In 1985, Governor Mandelbaum worked in partnership with Prime Minister Shimon Peres and Finance Minister Yitzhak Moda'i to implement Israel's sweeping Economic Stabilization Plan, which marked a turning point in Israel's economic and fiscal policy. The Economic Stabilization Plan was developed in conjunction with prominent economists, including Stanley Fischer and Mandelbaum's Bank of Israel successor Michael Bruno. Under new amendments to the Bank of Israel Law, the central bank was no longer permitted to lend to the government to bridge budget shortfalls and the shekel was replaced by the Israeli new shekel at a rate of IS 1,000 to ₪1. In addition to commitments to higher interest rates and exchange rate stabilization as per the Economic Stabilization Plan, Mandelbaum throughout his tenure as governor promoted de-interventionist governance and fiscal retrenchment in the form of tax cuts paired with subsidy cuts.

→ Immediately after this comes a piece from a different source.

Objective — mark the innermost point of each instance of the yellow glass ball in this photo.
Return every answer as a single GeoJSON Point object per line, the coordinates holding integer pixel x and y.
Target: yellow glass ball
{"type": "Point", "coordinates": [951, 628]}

In the wake of the Bejski Commission inquiry into the 1983 bank stock crisis, Mandelbaum submitted his resignation from the Bank of Israel in 1986, conceding that he did not intercede quickly enough, fearing that aggressive intervention would have precipitated accelerated market panic and capital flight from the shekel to US dollars.

==Academic career==
Alongside his career in public service, Mandelbaum served for decades as an economics professor at various Israeli academic institutions, including a 38-year career on the Department of Economics staff of Bar-Ilan University, where he served as a senior lecturer from 1970-2001.

Mandelbaum retired from the university in 2001 and thereafter taught coursework at Netanya Academic College and Ashkelon Academic College.

==Personal life==
Mandelbaum had three children with his wife, Sara. He died on December 14th, 2020 at the age of 87.